Jonathan Ryan Storm: “Mother of Nature”

December 11th, 2015 – January 10th, 2016 “Mother of Nature” …

December 11th, 2015 – January 10th, 2016

“Mother of Nature”

A solo show featuring new sculptures and paintings drawings and collages by  Jonathan Ryan Storm

Cardoza Fine Art 1320 Nance 77002

December 11th – January 10th

Opening December 11th, 7pm – 10pm

Cardoza Fine Art is pleased to present Mother of Nature, a solo exhibition of Houston-based artist Jonathan Ryan Storm. Storm’s paintings, drawings, and collages give voice to a poetic language of wandering lines, emblem-like shapes, and bold fields of color. His combined interests in the interaction and perception of color as well as the signifying potential of shape and line culminate in a visual art that teeters at the edge of representation and abstraction. In the tradition of Paul Klee, Storm’s paintings abound with shapes that seem to serve as obtuse ideograms: fusing sign and image into an emblematic but necessarily abstract and suggestive hybrid. 

With Mother of Nature, Storm presents a new body of work consisting of hand-sewn flags and oil and acrylic paintings. The flags, hung vertically, exhibit horizontal bands of color, each separated by a thin strip of white fabric. Like all flags, Storm’s are symbols of an abstract and even utopic idea, but in this case the central abstraction to which these flags are bound is the experience of color itself. Storm has separated the colors in the flags with white in response to his own color blindness – a condition in which color interactions, primarily between green and red, become highly confused.
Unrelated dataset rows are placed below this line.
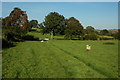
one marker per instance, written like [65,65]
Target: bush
[6,44]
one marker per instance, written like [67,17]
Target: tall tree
[54,23]
[15,25]
[33,23]
[73,29]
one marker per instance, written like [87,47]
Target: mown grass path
[61,59]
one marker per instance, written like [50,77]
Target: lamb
[42,41]
[46,39]
[88,47]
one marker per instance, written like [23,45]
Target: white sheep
[42,41]
[46,39]
[88,47]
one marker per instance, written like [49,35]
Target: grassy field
[61,59]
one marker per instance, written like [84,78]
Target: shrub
[6,44]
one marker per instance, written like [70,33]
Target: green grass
[61,59]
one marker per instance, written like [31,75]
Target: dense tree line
[16,25]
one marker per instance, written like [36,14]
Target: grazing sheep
[88,47]
[46,39]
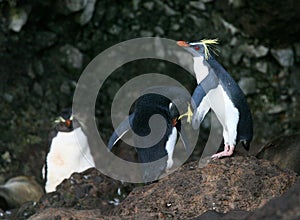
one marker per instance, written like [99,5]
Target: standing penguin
[146,106]
[218,91]
[69,151]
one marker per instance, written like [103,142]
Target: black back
[145,107]
[245,124]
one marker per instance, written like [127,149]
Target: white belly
[200,69]
[69,153]
[228,115]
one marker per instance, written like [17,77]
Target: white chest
[69,153]
[200,69]
[221,104]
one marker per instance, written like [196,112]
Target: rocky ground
[241,183]
[45,45]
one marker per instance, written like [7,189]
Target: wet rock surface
[89,190]
[45,47]
[239,183]
[283,151]
[237,186]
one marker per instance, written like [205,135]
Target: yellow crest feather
[206,43]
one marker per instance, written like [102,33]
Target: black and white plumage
[218,91]
[69,151]
[145,107]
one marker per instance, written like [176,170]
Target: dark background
[41,63]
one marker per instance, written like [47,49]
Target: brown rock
[236,183]
[89,190]
[283,151]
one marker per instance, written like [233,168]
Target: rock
[231,215]
[286,206]
[297,51]
[149,5]
[236,183]
[233,30]
[285,57]
[8,97]
[277,108]
[75,5]
[87,13]
[71,57]
[89,190]
[18,17]
[198,5]
[248,86]
[19,190]
[252,51]
[67,213]
[262,67]
[37,88]
[283,151]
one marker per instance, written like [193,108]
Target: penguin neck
[200,68]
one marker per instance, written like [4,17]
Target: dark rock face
[82,191]
[283,151]
[286,206]
[238,183]
[265,19]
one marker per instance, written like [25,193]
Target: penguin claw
[228,151]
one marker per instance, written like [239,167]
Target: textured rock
[242,183]
[19,190]
[87,13]
[88,190]
[286,206]
[283,151]
[248,85]
[18,17]
[71,57]
[285,57]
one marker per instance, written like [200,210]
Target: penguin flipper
[122,129]
[185,140]
[200,113]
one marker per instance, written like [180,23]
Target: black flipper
[120,131]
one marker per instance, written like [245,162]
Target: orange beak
[182,44]
[174,122]
[68,123]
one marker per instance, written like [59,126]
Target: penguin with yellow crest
[218,91]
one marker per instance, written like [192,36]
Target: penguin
[18,190]
[218,91]
[69,151]
[146,106]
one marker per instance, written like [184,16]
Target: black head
[198,49]
[65,122]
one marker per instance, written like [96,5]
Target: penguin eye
[197,48]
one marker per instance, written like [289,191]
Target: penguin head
[198,49]
[66,122]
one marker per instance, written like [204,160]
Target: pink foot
[228,151]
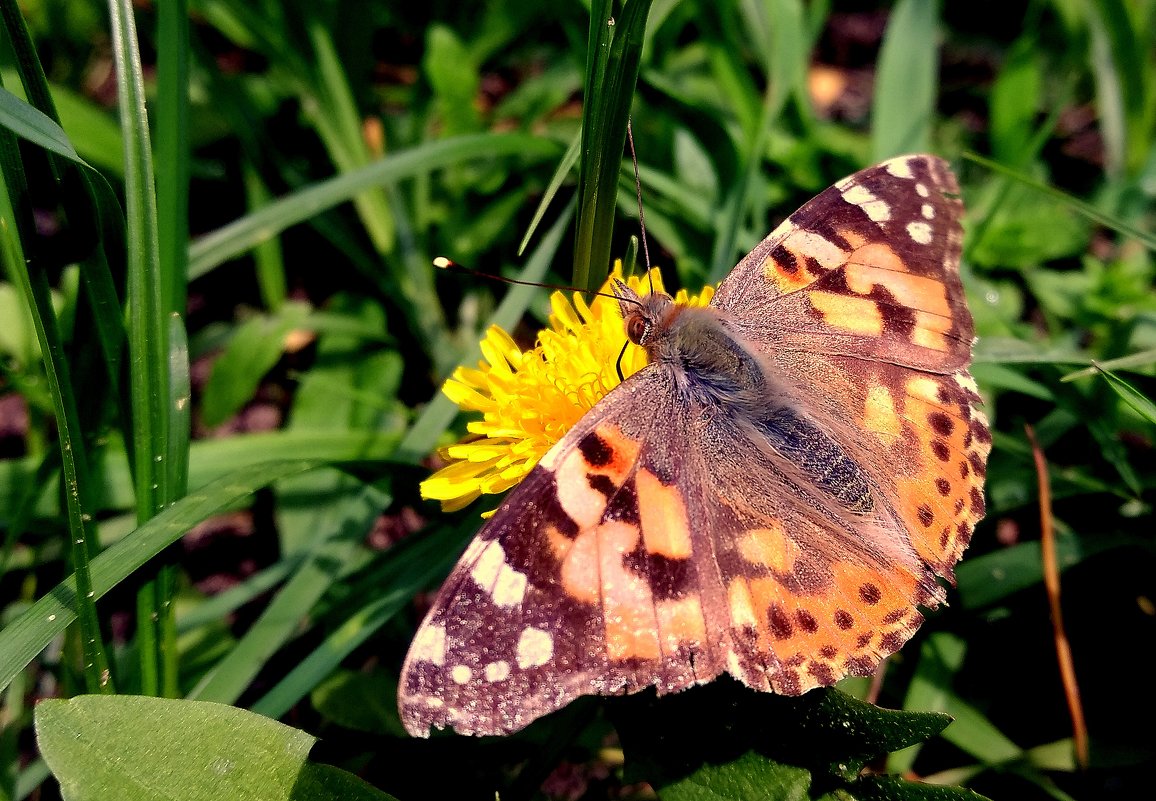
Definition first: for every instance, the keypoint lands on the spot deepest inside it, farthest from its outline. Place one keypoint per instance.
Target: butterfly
(773, 496)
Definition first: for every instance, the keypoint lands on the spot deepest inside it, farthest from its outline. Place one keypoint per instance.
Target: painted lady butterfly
(772, 497)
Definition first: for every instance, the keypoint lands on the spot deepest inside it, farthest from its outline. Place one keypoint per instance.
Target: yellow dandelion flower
(530, 399)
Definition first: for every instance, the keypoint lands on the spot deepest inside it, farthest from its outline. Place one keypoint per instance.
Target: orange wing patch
(817, 639)
(941, 501)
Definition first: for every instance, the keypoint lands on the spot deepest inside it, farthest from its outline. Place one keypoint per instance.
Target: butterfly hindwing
(582, 583)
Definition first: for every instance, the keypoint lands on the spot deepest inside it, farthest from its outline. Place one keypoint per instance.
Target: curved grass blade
(1110, 221)
(22, 639)
(29, 123)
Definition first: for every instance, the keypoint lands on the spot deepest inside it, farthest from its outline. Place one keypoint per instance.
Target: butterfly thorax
(705, 355)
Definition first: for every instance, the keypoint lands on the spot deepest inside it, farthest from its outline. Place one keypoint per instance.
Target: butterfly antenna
(638, 188)
(443, 262)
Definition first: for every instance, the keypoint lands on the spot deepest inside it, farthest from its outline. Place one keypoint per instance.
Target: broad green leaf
(106, 748)
(750, 777)
(742, 739)
(22, 639)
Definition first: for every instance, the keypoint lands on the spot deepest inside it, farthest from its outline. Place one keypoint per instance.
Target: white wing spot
(497, 672)
(429, 644)
(488, 564)
(825, 252)
(861, 197)
(535, 647)
(506, 586)
(899, 168)
(920, 232)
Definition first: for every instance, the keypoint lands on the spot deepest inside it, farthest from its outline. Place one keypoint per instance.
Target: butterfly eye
(637, 327)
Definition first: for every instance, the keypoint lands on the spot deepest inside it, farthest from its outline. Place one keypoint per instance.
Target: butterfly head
(643, 316)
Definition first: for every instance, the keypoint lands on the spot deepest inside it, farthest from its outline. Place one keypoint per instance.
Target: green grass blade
(172, 149)
(1140, 403)
(34, 125)
(348, 524)
(245, 234)
(22, 639)
(612, 74)
(560, 175)
(1145, 358)
(905, 83)
(423, 435)
(405, 571)
(30, 279)
(785, 67)
(1111, 221)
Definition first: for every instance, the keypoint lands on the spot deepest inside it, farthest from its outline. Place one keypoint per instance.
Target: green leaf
(249, 231)
(894, 788)
(104, 748)
(252, 351)
(34, 125)
(906, 81)
(364, 702)
(453, 76)
(1140, 403)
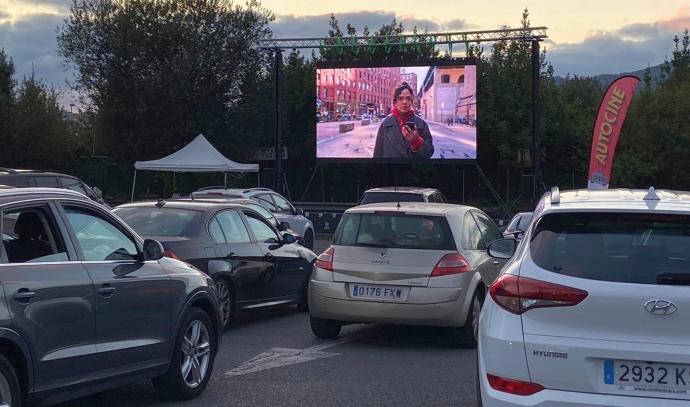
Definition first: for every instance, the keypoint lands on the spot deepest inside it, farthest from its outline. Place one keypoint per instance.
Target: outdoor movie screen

These flags associate sets of color intuitively, arranging color like the musical notes of a chord, while nonetheless offering the viewer clarity of perception for each isolated hue.     

Storm’s paintings feature bold and often spare compositions but also welcome recognizable motifs such as targets and keyholes, which are subtly abstracted through scale and context. Each of these images has the visual impact of an advertising graphic, street sign, or perhaps most appropriately a Theosophical thought-form. However, the seeming candor of these images is quickly eclipsed by the enigmas of shape and color that are Storm’s true interest. Storm’s careful balancing act between formal rigor and deeply intuitive and automatic image-making lends itself to an art whose focus is an ecstatic revelation of mystery.